Our gap was about a minute at the end of the 4th lap and guys were starting to fade. Travis was still in it with me and we had a couple super strong guys, all from different teams. We had a minute and thirty seconds on the peloton during this lap, but people started getting complacent. Some started to skip pulls. One guy flat out raised his hands and declared he was cooked, fading away into the distance.
The 5th lap brought more slower pulls and some easing up on the hills. This got me nervous, so I hammered it on the hills for a minute or two at a time. This effort dropped another guy. Travis was still looking strong and we were beginning to talk about our finish strategy. He was the man and I was going at 500. We approach the finish line to start the final lap and a blue rooster rider who thought it was the end of the race drifts over the centerline.
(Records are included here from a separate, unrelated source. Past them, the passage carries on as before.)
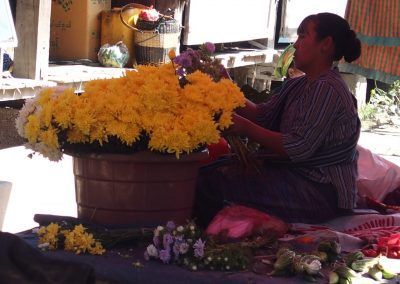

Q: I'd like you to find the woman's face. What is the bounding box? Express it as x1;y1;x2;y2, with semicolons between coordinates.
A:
294;21;320;73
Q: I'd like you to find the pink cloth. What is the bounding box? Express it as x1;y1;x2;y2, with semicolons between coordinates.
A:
206;205;289;239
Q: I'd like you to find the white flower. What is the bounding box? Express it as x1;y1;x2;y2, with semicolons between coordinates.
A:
154;226;164;237
179;243;189;254
146;245;158;258
38;243;50;249
303;259;322;275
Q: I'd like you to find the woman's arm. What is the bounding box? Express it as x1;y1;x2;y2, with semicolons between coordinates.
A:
236;99;258;122
226;114;288;158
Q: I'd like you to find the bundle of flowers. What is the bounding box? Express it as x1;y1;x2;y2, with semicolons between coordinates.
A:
144;221;270;271
16;44;245;161
36;223;105;255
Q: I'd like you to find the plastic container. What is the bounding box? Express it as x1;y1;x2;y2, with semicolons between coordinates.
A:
100;5;146;68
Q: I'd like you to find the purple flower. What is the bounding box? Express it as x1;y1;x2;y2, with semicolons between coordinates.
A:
159;249;171;263
153;236;160;247
163;234;174;249
166;221;176;232
176;67;186;77
146;245;158;258
179;242;189;254
204;42;215;54
174;52;192;68
193;239;206;258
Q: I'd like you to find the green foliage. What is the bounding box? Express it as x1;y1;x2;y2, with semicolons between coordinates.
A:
359;80;400;129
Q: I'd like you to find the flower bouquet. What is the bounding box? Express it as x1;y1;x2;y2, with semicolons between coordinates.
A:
16;42;245;161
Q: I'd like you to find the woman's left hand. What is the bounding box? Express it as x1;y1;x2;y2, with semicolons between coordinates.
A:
224;113;250;136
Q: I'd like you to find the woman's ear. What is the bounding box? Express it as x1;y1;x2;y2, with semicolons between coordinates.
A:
321;36;335;54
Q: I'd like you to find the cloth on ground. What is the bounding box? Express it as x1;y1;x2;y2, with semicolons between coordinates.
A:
357;145;400;201
282;213;400;251
0;232;95;284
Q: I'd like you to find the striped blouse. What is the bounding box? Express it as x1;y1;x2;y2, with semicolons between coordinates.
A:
257;69;360;209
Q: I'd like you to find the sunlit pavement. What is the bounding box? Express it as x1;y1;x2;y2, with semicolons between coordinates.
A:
0;146;76;233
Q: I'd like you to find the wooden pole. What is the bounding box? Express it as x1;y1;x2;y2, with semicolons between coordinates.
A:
13;0;51;80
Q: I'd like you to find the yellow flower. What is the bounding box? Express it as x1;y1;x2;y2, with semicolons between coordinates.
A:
17;59;245;160
168;49;176;60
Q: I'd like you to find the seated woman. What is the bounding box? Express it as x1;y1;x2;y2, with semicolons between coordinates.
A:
194;13;361;226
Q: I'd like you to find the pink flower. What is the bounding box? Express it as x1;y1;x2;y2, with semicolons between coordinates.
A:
204;42;215;54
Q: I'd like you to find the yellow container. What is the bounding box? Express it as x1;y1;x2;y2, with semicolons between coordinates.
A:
100;8;142;68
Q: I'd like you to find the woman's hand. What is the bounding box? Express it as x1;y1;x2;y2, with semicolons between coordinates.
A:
224;113;251;136
223;113;288;158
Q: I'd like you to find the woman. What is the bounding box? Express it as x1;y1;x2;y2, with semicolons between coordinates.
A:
195;13;361;226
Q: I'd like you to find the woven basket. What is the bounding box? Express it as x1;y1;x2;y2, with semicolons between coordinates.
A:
134;19;180;65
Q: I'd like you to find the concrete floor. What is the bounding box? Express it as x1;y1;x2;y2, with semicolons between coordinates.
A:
0;128;400;233
0;146;76;233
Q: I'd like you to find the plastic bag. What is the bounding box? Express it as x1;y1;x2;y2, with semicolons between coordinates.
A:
97;41;129;68
357;145;400;201
206;205;289;239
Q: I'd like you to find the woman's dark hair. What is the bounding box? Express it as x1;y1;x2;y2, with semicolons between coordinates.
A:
297;13;361;62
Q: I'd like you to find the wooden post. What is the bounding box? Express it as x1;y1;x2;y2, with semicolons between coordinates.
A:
13;0;51;80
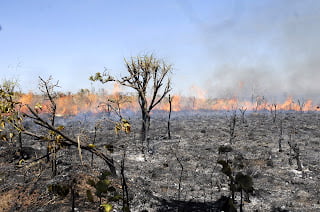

The car honks a bunch, then drives up alongside us and disqualifies him right out of our breakaway. lame!
The official in the follow car pulled alongside again and told us the gap was now 50 seconds. Whoops, that’s not good. 12 miles left, time to concentrate on the pain.
There were 6 of us left and we were all doing pretty good work, until we looked back and witnessed the pack bearing down on us. 30 second gap now. I started whipping the other guys, taking bigger pulls, drilling it on the little hills. We popped another guy on that last rise as I was blacking out in the front.
15 second gap now, coming into that final right turn. We looked back and the pack was chaotic, frantic. Later we learned there was a crash that broke things up a bit. The guys with Travis and I weren’t really drilling it yet with 1k to go. I sneak up the right and take the front, ratcheting up the pace for our finishing sprint. There were two apex guys in this break. That means I can drill it on the front and they don’t chase (solo win) or they can follow me and give Travis the leadout of the century. They chose the latter. I disconnected at about 350 and Travis took it home, winning the sprint by a good margin. The unlucky guy in front of me dropped his chain and unclipped his left foot in the last 50 meters, so I went around him for 4th.
Then we looked back and watched Cemanski rampage across the line to win the field sprint. Zing!

 

2 Responses to “Super Happy Fun Sequim”

  1. Rob McDaniel says:

    “Cat3 has been tough this season.”

    +1. Nice job, guys. You’re all racing super aggressive — it’s great to see. You must have all spent the winter killing puppies or something. jeez

    • Bill says:

      We thought it’d be more straightforward than this, but based on the fitness and tactics we’ve been seeing from the rest of you guys, our view has definitely changed. Personally, I’m most interested in the hilly races later in the season. If I could only make Cascade….next year for sure though.